A decade later I'm a Troop Commander of a badass new capability in the SEAL Teams, building one-off tactical technology for covert and clandestine ops.

The best job I've ever had.

✅ Working with the highest quality people I've ever met
✅ Incredible chain of command
✅ Given the freedom to go fast, do stuff, and get wins?
✅ Work in a warehouse on the Pacific and wear short shorts all day?
💪🏼 Oh, hell yes.

At some point one of my guys says "shit, we gotta start callin' you Super Dave."

And it stuck. Somehow.
Within months literally even the Commodore was calling me Super Dave.

At first it made me a little uncomfortable, but I made my peace with it when I remembered what Master Chief Lewis told me back in my first week at SEAL Team TWO. It's a reminder of who they need me to be. I had to earn it every day alongside my Trident.

Just because they meant the respect that came with the nickname doesn't make the cognominal determinism any less effective. Every time they said it, it drove me to live up to the name. And I couldn't help it.

Obviously I am just a man and I've failed to live up to my own standards plenty of times, but man if I didn't try my best regardless.

"Good morning Super" was like a magical incantation for my mindset. It still is. When people call me that it means I have to earn that respect. And when I talk to the guys who still call me Super I can still feel myself needing to be better.


My time going by Super Dave is in the past  - outside the ocassional happy reunion with old friends - and I do miss it. But it's not really a nickname you can carry with you outside of its original context.

Just like you can't take your favorite hamster and put him in an aquarium with your favorite fish. Well, unless you're a fucking monster.

But I will never forget the lesson Master Chief Lewis taught me nearly 15 years ago. We should never underestimate the subtle power of the language we choose.


Two years ago a friend, Jason Snyder (@cognazor) wrote this:


and in the conversation that followed, he challenged me to accept compliments without deflecting (and immediately followed the challenge by testing me).

And Jason was right. The chicken coop I built is pretty great.

the coop and run blend right into the garden. they are more comfortable than my house.

And Jason was right about the larger point too.

By deflecting compliments not only was I trying to "escape from the discomfort of being worthy", but I was also disarming their words to my own detriment. I was telling them not to call me "sir" or "super" - I was depriving them of the power to make me better. And I was depriving myself of the growth.

So now I accept compliments. Graciously and with humility, but also gratitude.

But the biggest thing I've learned from this whole little arc is that the power of a few words can be profound. And words are free. So why not use them to help other people?

This is why I give so many compliments now.
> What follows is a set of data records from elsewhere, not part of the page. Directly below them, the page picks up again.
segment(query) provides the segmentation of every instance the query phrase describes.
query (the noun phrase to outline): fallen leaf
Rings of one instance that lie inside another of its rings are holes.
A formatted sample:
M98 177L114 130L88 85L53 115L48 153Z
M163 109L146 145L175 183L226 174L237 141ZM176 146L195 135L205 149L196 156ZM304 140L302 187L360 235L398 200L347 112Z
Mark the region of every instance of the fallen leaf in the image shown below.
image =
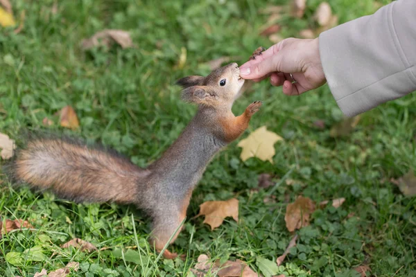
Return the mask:
M13 157L13 150L16 149L15 141L10 139L6 134L0 133L0 148L1 149L1 158L7 160Z
M292 15L300 18L303 17L306 8L306 0L293 0L292 2Z
M272 158L276 153L274 145L279 141L283 141L283 138L268 131L266 126L262 126L252 132L247 138L240 141L237 145L243 148L240 157L243 161L255 157L273 163Z
M329 135L333 138L348 136L358 124L360 119L360 116L344 119L331 128Z
M327 25L318 28L315 31L315 35L317 37L319 36L319 35L321 33L324 32L327 30L329 30L330 28L333 28L336 26L337 26L338 23L338 17L337 15L332 15L331 17L331 18L329 19L329 22Z
M238 60L239 58L239 57L236 57L236 56L232 56L232 57L223 56L223 57L218 57L218 59L211 60L211 61L208 62L207 64L209 66L209 69L212 71L212 70L214 70L214 69L221 67L221 65L223 65L223 64L231 62L232 60Z
M17 27L17 28L13 31L15 34L19 33L21 31L21 30L23 30L23 28L24 27L25 17L26 11L22 10L21 12L20 12L20 23L19 24L19 27Z
M176 68L179 69L182 69L185 66L187 63L187 48L184 47L181 47L180 48L180 55L179 56L179 60L177 61L177 64L176 65Z
M332 17L331 6L327 2L322 2L318 6L313 17L321 26L327 26Z
M4 220L4 225L3 224L3 220L0 221L0 230L1 234L6 234L12 230L21 229L22 228L33 228L32 225L27 220Z
M0 7L0 25L3 27L10 27L16 25L13 15L8 13Z
M416 195L416 177L412 170L399 178L399 188L406 196Z
M315 33L311 29L304 29L299 32L299 36L302 39L314 39L316 37Z
M68 242L65 242L61 245L61 248L69 248L69 247L80 249L81 251L87 250L88 252L97 250L97 248L91 242L86 242L77 238L72 239Z
M203 223L211 226L211 230L223 224L227 217L239 222L239 200L232 198L227 201L207 201L200 205L200 213L197 216L205 215Z
M0 5L3 6L4 10L10 15L13 14L13 10L12 9L12 4L9 0L0 0Z
M259 175L259 187L261 188L267 188L273 185L272 181L272 176L270 174L262 173Z
M263 199L263 203L276 203L276 196L275 195L266 195Z
M277 265L280 265L283 263L283 261L284 260L286 256L291 251L291 249L296 246L296 240L297 240L297 235L295 235L293 238L292 238L286 250L284 251L284 252L283 252L283 254L277 257L277 258L276 259L276 263L277 264Z
M367 271L371 271L371 269L368 265L359 265L354 268L354 270L361 274L361 277L370 276L370 274L367 274Z
M318 120L313 123L313 125L318 129L325 129L325 121L322 119Z
M267 37L270 35L275 34L275 33L279 32L281 28L281 27L280 26L280 25L272 24L272 25L270 25L270 26L265 28L264 29L263 29L260 32L259 35L261 36L263 36L263 37Z
M282 36L281 36L279 34L273 34L273 35L269 35L269 39L272 43L277 44L278 42L281 42L283 39L284 39L284 37L283 37Z
M60 125L67 128L76 129L80 126L78 116L73 108L69 105L64 107L60 112Z
M219 277L259 276L257 273L253 271L249 266L241 260L236 260L236 261L227 260L224 264L220 265L219 260L216 260L214 262L209 262L209 258L205 254L201 254L198 257L198 262L191 269L191 271L197 277L204 277L208 275L210 269L211 273L216 272L216 276Z
M216 265L220 269L217 272L219 277L257 277L258 274L253 271L242 260L227 260L220 266L219 260L216 262Z
M209 258L205 254L201 254L198 257L198 262L191 271L197 277L202 277L208 272L211 265L212 264L209 262Z
M36 272L33 277L43 277L43 276L48 276L48 271L46 271L46 269L42 269L40 272Z
M290 232L309 225L311 214L315 211L315 204L308 197L300 196L286 207L284 221Z
M88 50L99 45L110 47L114 42L120 45L122 48L133 46L133 41L128 32L123 30L106 29L96 33L89 39L83 39L81 47L84 50Z
M341 198L337 198L335 199L332 199L332 206L333 208L339 208L341 206L341 205L345 202L345 198L344 197L341 197ZM322 201L322 202L320 202L319 204L319 206L327 206L327 204L329 203L329 200L325 200L325 201Z
M58 2L55 1L53 2L53 5L52 5L52 8L51 8L51 12L52 15L56 15L58 13Z
M78 271L79 267L79 262L70 262L65 267L49 272L48 277L65 277L71 273L71 269Z
M271 13L280 13L284 10L283 6L268 6L263 9L260 10L260 13L263 15L270 15Z
M42 120L42 123L44 125L44 126L51 126L51 125L53 125L53 121L52 121L51 120L50 120L47 117L45 117Z
M279 267L275 262L262 257L256 258L256 265L266 277L271 277L279 271Z

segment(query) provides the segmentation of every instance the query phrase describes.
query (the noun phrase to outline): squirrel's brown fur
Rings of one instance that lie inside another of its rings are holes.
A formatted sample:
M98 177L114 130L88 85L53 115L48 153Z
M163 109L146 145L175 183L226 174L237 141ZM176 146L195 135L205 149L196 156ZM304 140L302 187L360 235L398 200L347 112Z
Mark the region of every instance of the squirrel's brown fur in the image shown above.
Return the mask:
M14 176L41 190L78 202L135 204L153 218L151 242L160 251L184 219L192 190L214 155L247 128L261 103L241 116L231 111L244 80L236 63L208 76L177 83L184 100L196 103L195 117L162 157L148 168L98 148L60 139L39 138L19 151ZM179 231L173 235L173 242ZM165 251L167 258L175 254Z

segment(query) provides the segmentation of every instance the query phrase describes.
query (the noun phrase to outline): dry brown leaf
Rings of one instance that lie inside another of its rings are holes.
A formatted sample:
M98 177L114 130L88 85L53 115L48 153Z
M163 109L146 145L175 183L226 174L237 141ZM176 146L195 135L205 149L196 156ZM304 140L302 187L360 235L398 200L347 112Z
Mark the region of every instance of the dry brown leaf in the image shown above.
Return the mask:
M329 19L329 22L328 23L328 24L318 28L315 31L315 35L316 35L318 37L321 33L324 32L327 30L329 30L330 28L335 27L336 26L338 25L338 17L337 15L332 15L331 17L331 18Z
M322 119L319 119L313 123L313 125L318 129L325 129L325 121Z
M262 173L259 175L259 187L261 188L267 188L273 185L272 181L272 176L270 174Z
M239 222L239 200L232 198L227 201L207 201L200 205L200 213L197 216L205 215L203 223L211 226L214 230L223 224L227 217Z
M315 20L321 26L328 26L331 17L332 10L331 6L327 2L322 2L318 6L313 16Z
M289 253L291 248L296 246L296 240L297 240L297 235L295 235L293 238L292 238L292 239L289 242L289 244L288 244L288 247L283 253L283 255L277 257L277 258L276 259L276 263L277 264L277 265L280 265L283 263L283 261L284 260L286 256Z
M13 31L15 34L19 33L21 31L21 30L23 30L23 28L24 27L24 19L25 18L26 18L26 11L22 10L21 12L20 12L20 23L19 24L19 27L17 27L17 28L16 28L16 30L15 30Z
M284 6L268 6L263 9L260 10L260 13L263 15L270 15L272 13L280 13L284 10Z
M52 15L56 15L58 13L58 2L55 1L53 2L53 5L52 5L52 8L51 8L51 12Z
M3 27L10 27L16 25L13 15L8 13L0 7L0 25Z
M332 206L333 208L338 208L340 207L341 205L343 204L344 204L345 202L345 198L344 198L344 197L332 199ZM320 202L319 204L319 206L327 206L327 204L328 203L329 203L329 200L322 201L322 202Z
M51 125L53 125L53 121L52 121L51 120L50 120L47 117L45 117L42 120L42 123L44 125L44 126L51 126Z
M8 13L10 13L10 15L13 14L12 4L10 4L9 0L0 0L0 5L3 6L4 10L6 10Z
M282 36L281 36L279 34L273 34L273 35L269 35L269 39L272 43L277 44L278 42L281 42L283 39L284 39L284 37L283 37Z
M79 262L70 262L65 267L49 272L48 277L65 277L71 273L71 269L78 271L79 267Z
M193 269L191 269L191 271L197 277L204 277L207 276L209 269L211 269L211 273L216 272L216 276L219 277L259 276L257 273L253 271L250 267L241 260L236 260L236 261L227 260L224 264L220 265L219 260L217 260L215 262L209 262L209 258L205 254L201 254L198 257L198 262L195 265Z
M311 214L315 211L315 204L308 197L300 196L286 207L284 221L290 232L309 225Z
M299 36L302 39L314 39L316 37L315 33L311 29L304 29L299 32Z
M263 199L263 203L276 203L276 197L275 195L266 195Z
M12 230L21 229L23 228L33 228L27 220L8 220L6 219L3 224L3 220L0 221L0 233L4 235Z
M221 65L223 65L223 64L225 64L225 62L231 62L232 60L238 60L238 59L239 59L239 57L223 56L223 57L218 57L218 59L212 60L208 62L207 63L208 63L208 65L209 66L209 69L212 71L212 70L214 70L214 69L221 67Z
M123 48L133 46L133 41L128 32L123 30L106 29L96 33L89 39L83 39L81 47L84 50L88 50L99 45L109 47L114 42L120 45Z
M358 122L360 116L345 118L343 121L333 125L329 131L329 135L333 138L346 136L352 132Z
M48 271L46 271L46 269L42 269L40 272L36 272L33 277L43 277L43 276L48 276Z
M64 243L61 245L61 248L69 248L69 247L73 247L74 248L80 249L81 251L87 251L92 252L97 250L97 248L92 244L91 242L86 242L80 238L74 238L69 240L68 242Z
M178 69L182 69L184 68L186 63L187 63L187 48L184 47L181 47L180 55L179 56L177 64L176 64L176 66L175 67Z
M399 188L406 196L416 195L416 177L412 170L399 178Z
M366 276L370 276L370 274L367 274L367 271L371 272L371 269L368 265L360 265L360 266L358 266L357 267L354 267L354 270L355 270L360 274L361 274L361 277L366 277Z
M275 143L283 138L272 132L268 131L266 126L262 126L252 132L247 138L244 138L237 145L243 148L240 157L246 161L252 157L257 157L261 161L268 161L275 156Z
M64 107L60 114L60 122L62 127L76 129L80 126L78 116L72 107L69 105Z
M268 37L272 34L275 34L280 30L281 27L279 24L272 24L263 29L260 32L259 35L263 37Z
M4 160L13 157L13 150L16 149L15 141L10 139L6 134L0 133L0 149L1 149L1 158Z
M306 0L293 0L292 15L300 18L303 17L306 8Z
M217 273L219 277L257 277L259 276L241 260L227 260L220 267L219 261L217 260L216 265L221 269Z
M208 272L211 265L212 264L209 262L209 258L205 254L201 254L198 257L198 262L191 271L197 277L202 277Z

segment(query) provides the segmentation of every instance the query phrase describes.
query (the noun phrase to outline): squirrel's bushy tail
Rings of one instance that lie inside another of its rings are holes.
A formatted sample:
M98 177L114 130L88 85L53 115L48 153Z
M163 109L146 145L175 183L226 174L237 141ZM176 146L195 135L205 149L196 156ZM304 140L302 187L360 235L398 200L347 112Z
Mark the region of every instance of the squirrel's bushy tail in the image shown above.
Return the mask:
M37 138L20 150L12 174L17 181L77 202L132 203L144 170L116 153L78 142Z

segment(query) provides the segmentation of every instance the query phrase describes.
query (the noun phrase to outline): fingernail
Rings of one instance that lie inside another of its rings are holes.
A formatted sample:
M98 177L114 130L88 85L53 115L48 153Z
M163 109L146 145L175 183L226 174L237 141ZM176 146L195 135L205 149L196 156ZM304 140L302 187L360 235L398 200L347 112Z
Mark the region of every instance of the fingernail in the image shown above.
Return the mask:
M246 69L240 69L240 75L248 75L250 74L250 67Z

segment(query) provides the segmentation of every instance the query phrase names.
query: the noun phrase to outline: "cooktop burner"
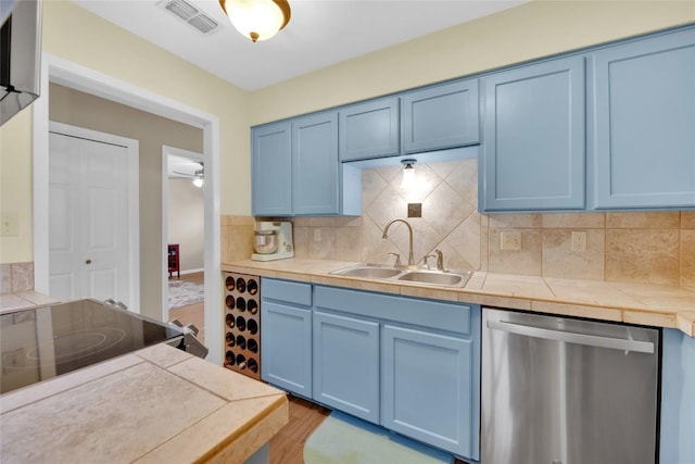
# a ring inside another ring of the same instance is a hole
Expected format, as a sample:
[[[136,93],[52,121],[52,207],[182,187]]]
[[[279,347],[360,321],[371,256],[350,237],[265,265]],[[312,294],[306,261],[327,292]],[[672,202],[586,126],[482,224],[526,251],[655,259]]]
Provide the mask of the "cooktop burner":
[[[152,344],[184,330],[102,303],[79,300],[0,315],[0,393]]]

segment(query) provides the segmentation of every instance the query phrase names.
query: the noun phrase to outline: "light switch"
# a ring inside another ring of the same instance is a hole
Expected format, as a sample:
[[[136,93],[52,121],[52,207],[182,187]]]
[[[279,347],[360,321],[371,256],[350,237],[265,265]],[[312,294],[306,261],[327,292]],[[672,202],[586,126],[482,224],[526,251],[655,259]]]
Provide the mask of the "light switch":
[[[17,214],[2,213],[0,217],[0,236],[16,237],[17,236]]]

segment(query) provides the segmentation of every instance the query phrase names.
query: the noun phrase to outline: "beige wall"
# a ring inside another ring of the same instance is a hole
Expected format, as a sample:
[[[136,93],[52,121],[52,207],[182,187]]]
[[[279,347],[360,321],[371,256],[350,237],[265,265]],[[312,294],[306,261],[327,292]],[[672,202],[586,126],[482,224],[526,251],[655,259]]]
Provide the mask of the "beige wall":
[[[179,244],[181,272],[205,266],[203,189],[191,179],[168,180],[168,238]]]
[[[71,1],[43,2],[42,50],[219,117],[222,211],[250,214],[249,95]],[[31,111],[0,127],[0,211],[20,234],[0,238],[0,263],[33,261]]]
[[[532,1],[252,95],[252,125],[695,22],[693,1]]]
[[[49,98],[50,121],[139,141],[140,308],[161,317],[162,146],[202,152],[202,129],[58,85],[50,86]]]
[[[73,2],[45,2],[43,22],[46,52],[219,116],[220,211],[249,215],[250,125],[695,22],[695,2],[533,1],[253,93]],[[27,111],[0,128],[0,208],[17,210],[21,224],[20,237],[0,238],[0,262],[31,261],[31,131]]]

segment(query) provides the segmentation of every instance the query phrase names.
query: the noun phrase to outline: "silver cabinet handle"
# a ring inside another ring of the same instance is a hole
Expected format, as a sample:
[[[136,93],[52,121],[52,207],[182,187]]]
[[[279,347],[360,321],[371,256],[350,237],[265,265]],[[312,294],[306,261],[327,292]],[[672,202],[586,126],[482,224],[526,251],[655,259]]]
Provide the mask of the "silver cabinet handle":
[[[498,321],[488,321],[488,328],[503,330],[509,334],[525,335],[527,337],[544,338],[546,340],[566,341],[568,343],[587,344],[590,347],[609,348],[621,351],[636,351],[639,353],[654,353],[654,343],[650,341],[626,340],[622,338],[559,331]]]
All sincere, but I don't hold back even in situations most people are uncomfortable with.

  • I will walk across a bar to tell a dude his moustache is fucking awesome.
  • I will tell my friends about times I think of them and do better because of their example.
  • I will pull coworkers aside and tell them when something they did impresses me.
  • And, best of all, I will stop my kids a second and acknowledge when they do something kind or thoughtful or clever or, really, anything I appreciate about them in the moment.

My life has only gotten better for this.

I read this line from a poem somewhere on twitter (can you help me find it, friends?) that went something like:

If you love someone and you don't tell them, you are stealing from them.

And that, I think, has become one of my central guiding principles for how I want to live my life. Earnestly appreciative of other people.

Because it turns out that these words of ours, they're magic.